Brown made his remarks as the UK Home Office is expected to release a report detailing the conclusions of an investigation examining a new approach to the ESN, a project that is well behind schedule. The investigation was supposed to be finished by the end of July.
Brown did not discuss the findings of the investigation, but he did express his belief that the Home Office will use a mission-critical-push-to-talk (MCPTT) solution from Kodiak—the PTT-over-cellular (PoC) firm that Motorola Solutions purchased last year—as the LTE push-to-talk service. Motorola Solutions officials previously have stated that WAVE 7000 would be the LTE push-to-talk solution for the ESN, FirstNet and the LTE system being built by Southern Linc.

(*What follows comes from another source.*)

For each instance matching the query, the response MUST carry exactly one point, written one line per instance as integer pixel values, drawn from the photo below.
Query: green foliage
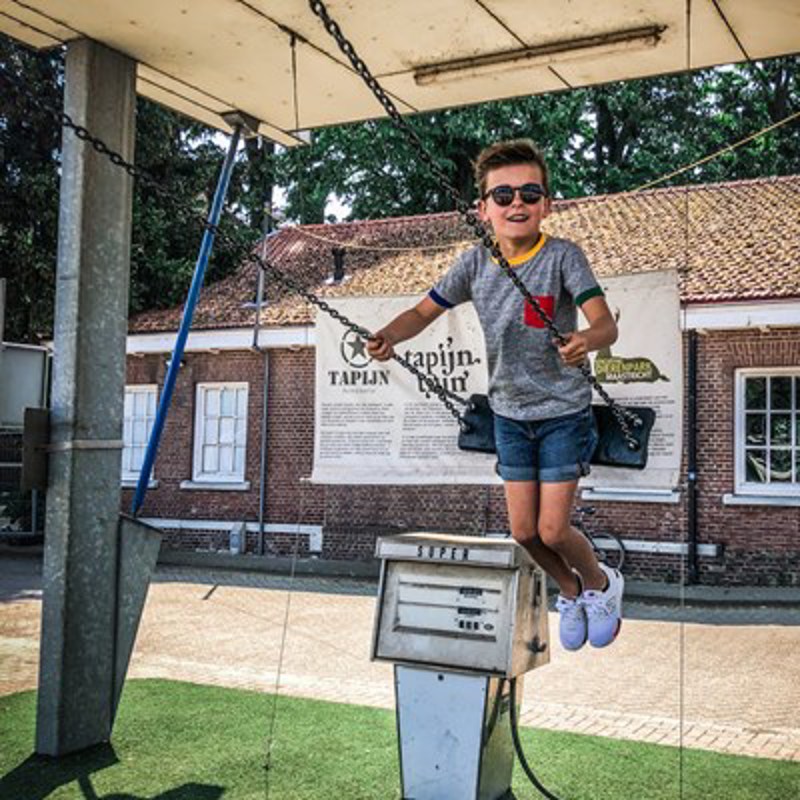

“ESN is now looking to be more like a standards-based Kodiak solution,” Brown said. “And I think, at the end of the day, the UK Home Office solution between those two will look more and more like FirstNet here in the [United] States.”
As for FirstNet, Motorola Solutions again realized “virtually zero” revenue during the second quarter from the FirstNet initiative, Brown said.
In contrast, Brown continued to express optimism about Motorola Solutions’ land-mobile-radio (LMR) sales, citing “good demand” for mission-critical voice via LMR, citing LMR growth—Motorola Solutions has built more than 13,000 LMR systems worldwide—as the top reason for the company’s strong second quarter.
Brown also said that Avigilon—the video-surveillance and video-analytics company that Motorola Solutions purchased earlier this year—already is “exceeding our expectations,” registering a second-quarter growth rate of more than 15%. This performance is especially encouraging given the fact that Avigilon sales in the quarter do not include the government customers that Motorola Solutions hopes to help the new unit gain in the future, as government procurements typically have a much longer sales cycle than enterprises.
Meanwhile, Motorola Solutions officials expressed optimism about the company’s position in the 911 and control-center arena, with Brown noting that Motorola Solutions is “building the only end-to-end public safety command center platform in the industry.”
Bruce Brda, Motorola Solutions executive vice president for products and solutions, echoed this sentiment and said that the company’s versatility in the call-center space will help it, no matter what area entities choose to address first as they upgrade their systems.
“With the footprint that we have from the assets we've either bought or built, we're in over 70% of the public safety command centers in North America,” Brda said during the earnings call. “That gives us the ability as we platform to cross-sell across applications. So, we think we're extremely well positioned.”